You did a wonderful thing and should be very proud of yourself!! Thank you for caring for this pup.


----------



## NuttinButGoldens (Jan 10, 2009)

This old guy has really captured my heart. I can't explain it, but he has. I've said it before, I wish I could take him. But the fact is you need to be particularly financially able to take care of a 16+ year old Golden. There will inevitably be vet bills.


----------



## Karen519 (Aug 21, 2006)

*Aces*

Aces:

You and Low Country TRULY saved Rebel's Life.
*
HERE is REBEL: STILL needs to be adopted!!!*

http://www.lcgrr.org/adoptable.htm


----------



## honeysmum (Dec 4, 2007)

I hope Rebel can find a forever home soon, a very special person I hope will take him, as at his age I think a lot of people would love to but due to his age be put off with the thought of getting attached and perhaps loseing him in the not to distant future, will be thinking of you sweet little man hope you find your forever home.


----------



## AcesWild (Nov 29, 2008)

I had not seen it until today.

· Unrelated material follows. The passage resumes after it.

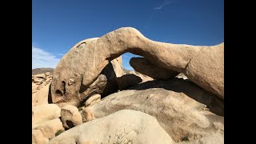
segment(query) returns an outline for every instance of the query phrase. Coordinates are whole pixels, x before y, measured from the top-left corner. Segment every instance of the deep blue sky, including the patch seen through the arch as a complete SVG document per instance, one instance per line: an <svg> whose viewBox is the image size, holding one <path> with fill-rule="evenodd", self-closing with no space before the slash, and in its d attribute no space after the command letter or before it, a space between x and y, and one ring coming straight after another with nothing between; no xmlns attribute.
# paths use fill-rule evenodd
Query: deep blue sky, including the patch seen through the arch
<svg viewBox="0 0 256 144"><path fill-rule="evenodd" d="M159 42L224 42L224 0L32 0L32 69L55 67L77 42L131 26ZM123 66L134 54L123 54Z"/></svg>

But I'm so glad it's there. I love him to bits and would have kept him if I could have a second dog in the dorm. (That might be pushing it!).


----------



## Ruby'smom (Feb 4, 2008)

awww bless him 
he looks a real babe and a half
looking at the website they have 5 puppies dumped in a high kill shelter one word comes to mind
WHY ????????
they are gorgeous as are all puppies but why dump them 
surely puppies are the easiest to rehome 
I for one would take one in a heart beat


----------



## AcesWild (Nov 29, 2008)

Me toooo. Moxie is the only one for me for now. Until we can get settled somewhere.


----------



## Karen519 (Aug 21, 2006)

*Aces*

Aces

Is Moxie staying with your parents while you're at school?


----------



## AcesWild (Nov 29, 2008)

No Moxie will be at school with me, as usual. She also is going to new york with me.


----------